Paul A. LaViolette holds degrees in systems science and physics and an ardent catastrophist. He has published many books and articles on physics, astronomy, climatology and psychology. He lives in New York and has an interest in metaphysics, mysticism and music. His book on catastrophism[432] has an extensive section on Atlantis. He accepts that the destruction of Atlantis coincided with the end of the Ice Age around 9600 BC agreeing with the date given by Plato in his dialogues. However, LaViolette
insists that the story must be taken metaphorically and on two levels. In the first metaphor he sees Atlantis as the ice sheet that once covered North America, which bordered on the Atlantic north west of the Pillars of Heracles. This glacier was linked to the European ice cover extending as far as Tyrrhenia as noted by Plato. However, he does not explain Plato’s reference to ‘Atlantis’ also extending to Libya, where there is no evidence of glaciation during the last Ice Age. The second metaphor has Atlantis in Critias representing ‘the first particle of matter that arose at the dawn of creation’! In another of his books[433] LaViolette expands on this where he links not only Atlantis, but also other creation myths with the nature of subatomic matter.
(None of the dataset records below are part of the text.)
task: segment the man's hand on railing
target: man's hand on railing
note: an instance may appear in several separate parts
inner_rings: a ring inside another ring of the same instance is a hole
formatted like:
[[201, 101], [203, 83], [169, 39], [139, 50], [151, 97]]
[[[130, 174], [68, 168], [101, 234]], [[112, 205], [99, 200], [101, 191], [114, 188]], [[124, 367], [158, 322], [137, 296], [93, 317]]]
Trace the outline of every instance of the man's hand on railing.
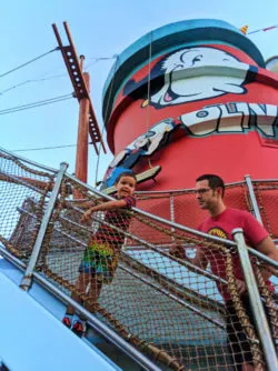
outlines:
[[83, 223], [83, 222], [89, 221], [91, 214], [92, 214], [92, 211], [91, 211], [90, 209], [87, 210], [87, 211], [82, 214], [82, 218], [81, 218], [80, 222]]

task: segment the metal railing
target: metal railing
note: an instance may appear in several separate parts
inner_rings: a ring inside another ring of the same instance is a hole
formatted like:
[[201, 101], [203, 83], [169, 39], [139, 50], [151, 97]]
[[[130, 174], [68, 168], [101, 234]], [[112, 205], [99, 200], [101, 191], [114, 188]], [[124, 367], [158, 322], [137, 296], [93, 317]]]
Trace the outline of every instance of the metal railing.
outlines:
[[[232, 242], [199, 232], [196, 225], [181, 224], [180, 210], [183, 208], [180, 204], [191, 204], [193, 190], [137, 192], [139, 208], [145, 210], [132, 210], [128, 230], [93, 215], [93, 223], [109, 227], [111, 232], [126, 237], [126, 249], [123, 247], [117, 257], [119, 263], [112, 284], [102, 288], [98, 302], [95, 302], [95, 314], [86, 308], [82, 293], [85, 307], [70, 298], [69, 293], [76, 290], [78, 262], [87, 247], [88, 235], [96, 233], [93, 225], [80, 225], [82, 209], [72, 202], [72, 189], [95, 202], [99, 202], [100, 198], [111, 198], [67, 174], [66, 168], [64, 164], [61, 164], [60, 171], [40, 168], [0, 150], [0, 190], [3, 195], [0, 198], [0, 253], [19, 269], [24, 269], [21, 282], [24, 290], [30, 288], [34, 279], [61, 301], [72, 305], [99, 333], [146, 370], [158, 370], [162, 364], [173, 370], [190, 369], [190, 364], [199, 370], [210, 367], [214, 370], [219, 361], [217, 355], [214, 359], [205, 354], [212, 345], [218, 347], [219, 357], [225, 362], [224, 369], [227, 370], [232, 368], [232, 363], [225, 358], [227, 314], [219, 288], [228, 285], [232, 292], [232, 267], [230, 275], [218, 277], [171, 255], [166, 247], [179, 244], [187, 251], [200, 244], [206, 245], [216, 252], [221, 251], [227, 267], [237, 251], [254, 308], [255, 323], [250, 322], [248, 315], [242, 320], [247, 338], [250, 338], [252, 362], [258, 370], [262, 370], [265, 364], [270, 371], [277, 369], [276, 332], [269, 329], [252, 271], [254, 262], [250, 263], [248, 255], [255, 257], [258, 264], [264, 262], [271, 265], [276, 279], [278, 263], [246, 247], [239, 231], [235, 232]], [[227, 186], [229, 204], [240, 204], [252, 212], [270, 229], [272, 237], [278, 233], [268, 213], [268, 205], [274, 207], [271, 200], [276, 192], [278, 180], [258, 181], [248, 176], [245, 181]], [[167, 204], [169, 209], [166, 212]], [[157, 214], [149, 212], [153, 209]], [[165, 214], [169, 215], [169, 220], [162, 218]], [[274, 287], [277, 290], [278, 279]], [[272, 311], [272, 319], [275, 309], [266, 290], [264, 300]], [[242, 311], [237, 292], [232, 293], [232, 300], [239, 303], [238, 311]], [[175, 318], [167, 314], [171, 310]], [[113, 330], [107, 327], [107, 322]], [[254, 325], [255, 331], [250, 330]], [[214, 343], [218, 338], [222, 340]], [[214, 364], [210, 364], [211, 359]]]

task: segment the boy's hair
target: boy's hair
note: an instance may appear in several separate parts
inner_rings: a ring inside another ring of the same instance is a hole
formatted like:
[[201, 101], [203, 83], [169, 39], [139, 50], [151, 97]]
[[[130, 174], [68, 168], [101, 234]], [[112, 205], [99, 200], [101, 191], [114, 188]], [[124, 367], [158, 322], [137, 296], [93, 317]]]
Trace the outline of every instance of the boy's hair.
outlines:
[[203, 174], [200, 176], [199, 178], [196, 179], [197, 182], [201, 181], [201, 180], [207, 180], [209, 183], [209, 187], [212, 190], [216, 190], [218, 187], [220, 187], [222, 189], [222, 197], [225, 194], [225, 183], [224, 180], [215, 174]]
[[136, 174], [133, 173], [133, 171], [123, 171], [119, 174], [119, 177], [117, 177], [115, 184], [117, 184], [121, 180], [122, 177], [131, 177], [135, 179], [137, 183]]

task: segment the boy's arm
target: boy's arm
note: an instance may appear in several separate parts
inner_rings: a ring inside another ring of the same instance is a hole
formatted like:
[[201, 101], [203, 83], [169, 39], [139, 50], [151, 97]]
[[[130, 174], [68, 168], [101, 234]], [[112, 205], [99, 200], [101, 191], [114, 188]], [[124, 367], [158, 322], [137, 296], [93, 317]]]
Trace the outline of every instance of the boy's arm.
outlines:
[[[260, 243], [258, 243], [256, 248], [259, 252], [278, 262], [278, 250], [269, 235], [265, 238]], [[267, 263], [264, 263], [261, 265], [261, 274], [264, 277], [264, 280], [267, 281], [271, 277], [271, 272], [276, 272], [276, 269], [267, 265]], [[266, 267], [266, 269], [264, 269], [264, 267]]]
[[83, 221], [88, 221], [88, 219], [91, 217], [91, 214], [93, 212], [97, 211], [108, 211], [108, 210], [115, 210], [115, 209], [122, 209], [127, 207], [127, 201], [126, 199], [122, 200], [112, 200], [112, 201], [108, 201], [108, 202], [103, 202], [100, 204], [97, 204], [96, 207], [90, 208], [89, 210], [87, 210], [82, 218], [81, 218], [81, 222]]

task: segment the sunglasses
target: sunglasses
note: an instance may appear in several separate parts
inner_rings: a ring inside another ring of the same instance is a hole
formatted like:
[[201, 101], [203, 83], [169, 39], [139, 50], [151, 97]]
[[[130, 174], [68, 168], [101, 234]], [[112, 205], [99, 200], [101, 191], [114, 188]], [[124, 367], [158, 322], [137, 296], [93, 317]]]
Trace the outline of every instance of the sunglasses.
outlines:
[[196, 194], [205, 194], [205, 193], [207, 193], [210, 190], [211, 190], [211, 188], [200, 188], [200, 189], [196, 189], [195, 193]]

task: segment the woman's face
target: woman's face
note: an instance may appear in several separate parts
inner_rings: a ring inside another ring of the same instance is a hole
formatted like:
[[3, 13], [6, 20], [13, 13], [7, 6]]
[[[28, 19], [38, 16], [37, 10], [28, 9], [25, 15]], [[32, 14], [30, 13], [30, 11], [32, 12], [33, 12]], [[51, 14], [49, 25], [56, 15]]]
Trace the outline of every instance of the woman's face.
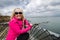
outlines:
[[17, 19], [21, 19], [21, 17], [22, 17], [22, 10], [16, 9], [16, 10], [15, 10], [15, 17], [16, 17]]

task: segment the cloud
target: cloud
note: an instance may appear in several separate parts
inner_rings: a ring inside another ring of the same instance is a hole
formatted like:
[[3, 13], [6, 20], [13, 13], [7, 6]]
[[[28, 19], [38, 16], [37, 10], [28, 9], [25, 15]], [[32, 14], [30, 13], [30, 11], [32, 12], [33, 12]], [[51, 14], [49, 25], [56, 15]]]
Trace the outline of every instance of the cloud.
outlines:
[[59, 2], [59, 0], [31, 0], [26, 6], [25, 12], [30, 16], [58, 16], [60, 15]]
[[10, 13], [14, 8], [23, 8], [26, 16], [60, 16], [60, 0], [0, 0], [2, 13]]
[[11, 15], [11, 12], [15, 8], [24, 9], [30, 0], [0, 0], [0, 12], [3, 15]]

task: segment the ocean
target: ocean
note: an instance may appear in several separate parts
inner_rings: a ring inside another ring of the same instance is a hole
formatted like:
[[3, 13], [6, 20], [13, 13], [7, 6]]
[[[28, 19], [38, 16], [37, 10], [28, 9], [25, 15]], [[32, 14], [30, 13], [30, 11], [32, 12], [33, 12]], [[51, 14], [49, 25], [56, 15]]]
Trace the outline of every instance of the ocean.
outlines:
[[60, 34], [60, 17], [28, 17], [30, 23], [40, 23], [40, 27]]

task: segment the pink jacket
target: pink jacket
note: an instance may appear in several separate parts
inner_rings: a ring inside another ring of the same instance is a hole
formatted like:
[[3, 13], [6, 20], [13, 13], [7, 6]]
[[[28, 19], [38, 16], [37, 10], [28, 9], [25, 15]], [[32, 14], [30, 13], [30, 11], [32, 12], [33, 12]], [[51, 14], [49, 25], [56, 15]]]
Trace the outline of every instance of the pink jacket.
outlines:
[[[8, 28], [6, 40], [15, 40], [18, 35], [21, 35], [32, 28], [32, 25], [30, 25], [30, 23], [26, 19], [24, 21], [26, 21], [26, 25], [28, 25], [26, 29], [22, 29], [23, 27], [22, 20], [13, 18], [12, 20], [9, 21], [9, 28]], [[16, 22], [18, 22], [20, 26]]]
For anyone still interested, LaViolette has a website(a) outlining his radical ideas.
It is worth noting that LaViolette has ancient man possessing extensive knowledge, which he believes ‘requires that we considerably revise our ideas about the level of technical sophistication that our prehistoric ancestors had achieved’[432 p264]. However, classical writers such as Aristotle were quite ignorant of the fact that the earth revolved around the sun.